I am a Senior Principal Researcher at Microsoft Research. My research interests span causal machine learning and AI’s implications for people and society.
I am working to broaden the use of causal methods for decision-making across many application domains; and improving current applications of correlational machine learning through causal insights. My work uses machine learning methods to scale up conventional causal inference techniques to handle larger-scale and higher-dimensional datasets; adapt causal inference methods to new settings; and improve the robustness and bias of prediction and classification algorithms using causal or causal-inspired approaches.
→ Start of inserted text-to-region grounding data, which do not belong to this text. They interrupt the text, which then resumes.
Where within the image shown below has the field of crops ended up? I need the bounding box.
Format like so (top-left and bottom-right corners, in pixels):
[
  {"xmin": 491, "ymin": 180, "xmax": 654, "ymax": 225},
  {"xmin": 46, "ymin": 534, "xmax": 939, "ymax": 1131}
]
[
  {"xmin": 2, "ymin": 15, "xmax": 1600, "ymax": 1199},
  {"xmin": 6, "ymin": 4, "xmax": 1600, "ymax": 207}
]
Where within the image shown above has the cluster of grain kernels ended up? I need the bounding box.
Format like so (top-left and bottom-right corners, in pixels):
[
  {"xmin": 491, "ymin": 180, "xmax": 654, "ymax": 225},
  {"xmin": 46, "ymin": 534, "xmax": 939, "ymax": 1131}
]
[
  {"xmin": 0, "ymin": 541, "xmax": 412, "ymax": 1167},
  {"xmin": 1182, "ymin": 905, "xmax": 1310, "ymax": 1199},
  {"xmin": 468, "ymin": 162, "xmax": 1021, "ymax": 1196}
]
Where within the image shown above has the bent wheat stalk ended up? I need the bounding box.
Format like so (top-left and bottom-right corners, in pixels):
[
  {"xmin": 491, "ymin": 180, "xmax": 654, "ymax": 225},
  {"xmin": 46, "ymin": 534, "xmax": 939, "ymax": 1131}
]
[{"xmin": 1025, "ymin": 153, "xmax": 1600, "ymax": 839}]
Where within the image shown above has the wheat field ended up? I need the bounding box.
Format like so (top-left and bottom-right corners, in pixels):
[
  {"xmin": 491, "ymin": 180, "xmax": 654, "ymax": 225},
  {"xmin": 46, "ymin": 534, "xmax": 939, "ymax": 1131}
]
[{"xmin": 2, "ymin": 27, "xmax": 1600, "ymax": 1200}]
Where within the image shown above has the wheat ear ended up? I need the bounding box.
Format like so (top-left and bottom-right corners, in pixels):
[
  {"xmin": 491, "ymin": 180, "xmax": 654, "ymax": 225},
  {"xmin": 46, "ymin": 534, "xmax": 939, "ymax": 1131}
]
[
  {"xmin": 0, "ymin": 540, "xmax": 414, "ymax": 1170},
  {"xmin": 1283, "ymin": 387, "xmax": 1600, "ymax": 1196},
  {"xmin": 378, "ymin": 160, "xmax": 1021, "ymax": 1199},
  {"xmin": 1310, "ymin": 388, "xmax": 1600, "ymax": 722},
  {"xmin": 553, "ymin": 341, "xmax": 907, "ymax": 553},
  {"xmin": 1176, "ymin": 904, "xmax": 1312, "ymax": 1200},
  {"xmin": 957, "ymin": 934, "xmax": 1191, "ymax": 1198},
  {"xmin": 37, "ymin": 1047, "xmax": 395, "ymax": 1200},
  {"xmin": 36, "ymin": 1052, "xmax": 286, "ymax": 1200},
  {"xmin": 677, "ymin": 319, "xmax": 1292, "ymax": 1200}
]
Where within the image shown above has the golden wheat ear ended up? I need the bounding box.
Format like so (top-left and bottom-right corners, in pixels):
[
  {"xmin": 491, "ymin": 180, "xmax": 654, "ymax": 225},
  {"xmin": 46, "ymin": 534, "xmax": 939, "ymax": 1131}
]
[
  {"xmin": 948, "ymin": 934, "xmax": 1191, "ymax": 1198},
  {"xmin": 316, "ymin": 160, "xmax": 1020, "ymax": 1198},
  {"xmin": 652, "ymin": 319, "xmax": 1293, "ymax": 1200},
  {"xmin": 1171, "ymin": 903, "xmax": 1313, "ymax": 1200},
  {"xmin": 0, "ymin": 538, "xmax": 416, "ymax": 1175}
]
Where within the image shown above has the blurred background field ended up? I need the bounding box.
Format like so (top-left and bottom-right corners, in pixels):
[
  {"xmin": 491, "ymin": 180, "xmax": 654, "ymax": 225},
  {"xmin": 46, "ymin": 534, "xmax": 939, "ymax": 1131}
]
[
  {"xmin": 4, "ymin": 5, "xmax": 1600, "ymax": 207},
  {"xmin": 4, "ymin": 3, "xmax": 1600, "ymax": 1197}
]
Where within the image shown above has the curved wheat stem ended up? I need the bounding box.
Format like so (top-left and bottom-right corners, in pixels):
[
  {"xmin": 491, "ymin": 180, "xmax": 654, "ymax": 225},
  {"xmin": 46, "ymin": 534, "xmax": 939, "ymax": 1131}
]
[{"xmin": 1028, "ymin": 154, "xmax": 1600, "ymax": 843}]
In the broad area of AI’s implications for society, my work promotes positive applications of AI and strives to mitigate its negative implications. My projects include work at the intersection of security and machine learning, studying new attacks and defenses on security-critical AI-driven systems in an end-to-end setting; questions of data biases and their implications; and infrastructure and methods for developing and maintaining privacy-preserving AI-driven systems; misinformation; and other topics.
I have a strong interest in computational social science questions and social media analyses, especially that require causal understanding of phenomenon in health, mental health; issues of data bias; and understanding how new technologies affect our awareness of the world and enable new kinds of information discovery and retrieval.
My past research has included the reliability, architecture, and operations of distributed systems, including some of the first work to apply machine learning methods to challenges of fault detection and diagnosis in large-scale systems; monitoring and optimization of web applications; and various information retrieval-related tasks, such as entity-linking and using social context to inform document ranking. I received my Ph.D. and my M.S. from Stanford University, and my B.S. in Electrical Engineering and Computer Science from U.C. Berkeley.